Despite announcements and leadership ambitions, the EU risks losing the 5G race. Next-generation mobile technology will not just be used for surfing the internet and helping people communicate, as has been the case for previous generations.
5G will also be used for intercommunication between things - domestic appliances, medical systems, energy networks and cars. Tech companies will not be alone in benefitting from the digitalisation of industry and the Internet of Things; citizens will also be able to enjoy new services and applications.
However, while the rest of the world moves swiftly towards 5G, Europe has until 2020 - with the option of postponing to 2022 - to transfer the 700 MHz band from digital TV to wireless broadband.
In doing so, member states will continue stalling on finding a consensus on the harmonised use of radio spectrum, a fundamental transition required to enable the launch of a real digital single market.
I am very worried by the timeframe for releasing the 700 MHz band frequency to 5G mobile telephone operators. We in the Five Star Movement, despite being well aware of the characteristics of our country - Italy - and its delays in infrastructure, have nevertheless proposed certain amendments to promote coordination between member states and speed up the timescales by producing an interim report by 2019.
Good performance in managing the spectrum for mobile use must not stop through indefinite or delayed timescales for the 700 MHz band. The interim report has a very real and pragmatic objective: that of preventing any delays, and acting together constructively.
We know that it is not easy to start a process of transferring the frequencies used today in some member states for the purposes of television to mobile operators.
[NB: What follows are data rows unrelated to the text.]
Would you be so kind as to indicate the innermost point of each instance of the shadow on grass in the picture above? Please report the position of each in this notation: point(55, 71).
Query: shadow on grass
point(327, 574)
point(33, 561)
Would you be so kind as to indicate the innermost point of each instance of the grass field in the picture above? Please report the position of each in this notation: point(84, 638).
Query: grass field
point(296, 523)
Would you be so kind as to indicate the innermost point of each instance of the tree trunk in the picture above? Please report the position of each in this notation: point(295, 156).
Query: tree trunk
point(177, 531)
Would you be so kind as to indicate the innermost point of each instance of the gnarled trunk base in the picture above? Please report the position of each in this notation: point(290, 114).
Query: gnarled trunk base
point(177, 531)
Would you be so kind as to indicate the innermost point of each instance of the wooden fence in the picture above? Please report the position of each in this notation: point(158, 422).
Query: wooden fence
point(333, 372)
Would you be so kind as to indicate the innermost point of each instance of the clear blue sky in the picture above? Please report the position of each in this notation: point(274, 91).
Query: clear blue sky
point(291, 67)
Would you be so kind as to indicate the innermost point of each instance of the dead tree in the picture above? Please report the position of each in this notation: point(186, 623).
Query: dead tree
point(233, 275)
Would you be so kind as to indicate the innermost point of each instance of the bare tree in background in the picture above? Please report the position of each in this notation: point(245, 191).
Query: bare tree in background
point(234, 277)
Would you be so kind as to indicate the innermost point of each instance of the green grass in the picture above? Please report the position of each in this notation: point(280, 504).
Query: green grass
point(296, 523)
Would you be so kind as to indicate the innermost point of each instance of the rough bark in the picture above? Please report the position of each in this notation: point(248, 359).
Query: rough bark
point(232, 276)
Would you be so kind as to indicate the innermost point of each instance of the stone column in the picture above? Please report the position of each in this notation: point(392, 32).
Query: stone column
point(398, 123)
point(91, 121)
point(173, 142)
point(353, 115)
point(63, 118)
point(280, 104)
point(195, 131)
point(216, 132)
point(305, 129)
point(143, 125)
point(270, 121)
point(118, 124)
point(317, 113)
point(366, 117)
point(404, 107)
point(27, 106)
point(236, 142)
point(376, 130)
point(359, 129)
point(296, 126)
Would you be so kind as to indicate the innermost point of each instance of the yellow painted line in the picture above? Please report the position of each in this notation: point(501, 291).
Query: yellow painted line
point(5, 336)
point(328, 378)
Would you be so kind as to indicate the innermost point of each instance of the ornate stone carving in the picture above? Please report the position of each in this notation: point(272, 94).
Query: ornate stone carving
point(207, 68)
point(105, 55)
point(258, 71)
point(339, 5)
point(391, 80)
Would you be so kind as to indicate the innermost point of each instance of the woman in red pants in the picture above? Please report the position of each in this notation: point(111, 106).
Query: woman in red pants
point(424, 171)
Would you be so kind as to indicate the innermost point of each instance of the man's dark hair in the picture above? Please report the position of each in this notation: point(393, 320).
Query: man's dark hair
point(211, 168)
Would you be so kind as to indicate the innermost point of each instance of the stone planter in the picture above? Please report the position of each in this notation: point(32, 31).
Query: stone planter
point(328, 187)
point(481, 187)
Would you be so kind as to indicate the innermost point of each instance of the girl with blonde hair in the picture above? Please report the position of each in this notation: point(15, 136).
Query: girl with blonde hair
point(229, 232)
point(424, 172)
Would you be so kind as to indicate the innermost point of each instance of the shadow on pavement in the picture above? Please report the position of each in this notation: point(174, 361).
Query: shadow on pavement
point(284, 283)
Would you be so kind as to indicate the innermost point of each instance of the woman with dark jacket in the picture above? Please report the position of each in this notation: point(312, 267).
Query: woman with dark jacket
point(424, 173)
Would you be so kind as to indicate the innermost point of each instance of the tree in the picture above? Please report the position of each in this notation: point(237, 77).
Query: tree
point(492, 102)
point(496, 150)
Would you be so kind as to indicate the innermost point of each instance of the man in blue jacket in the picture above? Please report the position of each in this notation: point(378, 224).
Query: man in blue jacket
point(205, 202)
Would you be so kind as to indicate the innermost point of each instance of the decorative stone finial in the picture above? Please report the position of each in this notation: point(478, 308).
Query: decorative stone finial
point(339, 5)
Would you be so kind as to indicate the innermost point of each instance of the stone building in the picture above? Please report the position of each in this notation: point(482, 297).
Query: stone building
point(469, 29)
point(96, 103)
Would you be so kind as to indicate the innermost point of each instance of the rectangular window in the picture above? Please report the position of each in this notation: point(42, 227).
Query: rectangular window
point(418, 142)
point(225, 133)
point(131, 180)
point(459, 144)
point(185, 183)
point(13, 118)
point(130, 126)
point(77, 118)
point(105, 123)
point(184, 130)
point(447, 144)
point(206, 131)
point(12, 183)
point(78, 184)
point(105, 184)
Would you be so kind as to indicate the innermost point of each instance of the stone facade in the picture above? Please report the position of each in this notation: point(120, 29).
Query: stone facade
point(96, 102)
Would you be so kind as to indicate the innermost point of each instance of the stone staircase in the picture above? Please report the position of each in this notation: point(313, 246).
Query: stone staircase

It is precisely to avoid being caught unprepared, and to be able to reach positions that are harmonious and satisfactory for stakeholders and EU citizens, that we must start scheduling and planning technical and financial measures straight away.
In certain member states, now could be the right time to free that demand for ultra-wideband services - the absence of which, up to now, has contributed to infrastructure delays.
Above all, for countries which have been left behind, the 700 MHz band and the development of 5G networks is an excellent opportunity, and they should make the most of it.
A two-year delay in the whole process is not the right solution. Italy, for example, has everything to lose through the use of the two-year extension, from 2020 to 2022, since auctions for reassigning frequencies will yield billions of euros, which could be used both for investing in network infrastructure and for reimbursing the costs of the transition.
5G technology is the future and Europe must act in a concerted way on spectrum policies, in a manner that is coordinated and harmonised, in order to achieve the 2020 objective, and also because other countries have an advantage.
South Korea, for example, has already announced the launch of 5G services for 2018, for the Winter Olympics which will be held at Pyeongchang. Tests on a system which uses the highest frequencies to transmit data up to 3.2 Gbps have already been successfully completed.
In the US, leadership in 5G is a national priority. With the approval in July of the spectrum frontiers proposal, the Federal Communications Commission assigned no less than 14 GHz of unlicensed spectrum to wireless broadband.
The use of large-scale technology should take off in 2020, but American operators have already started tests for initial limited commercial implementation from late 2017.
The European Union needs competitive digital infrastructure and we must hit the target of broadband access for all as soon as possible, even in rural areas.
In addition, it will be essential to involve our small and medium-sized businesses and start-ups, as well as investing more on training young people and on their digital skills.
It is clear that we can no longer allow ourselves to use the spectrum inefficiently because, in order for the EU to boost itself, it needs to move fast without obstacles in its path.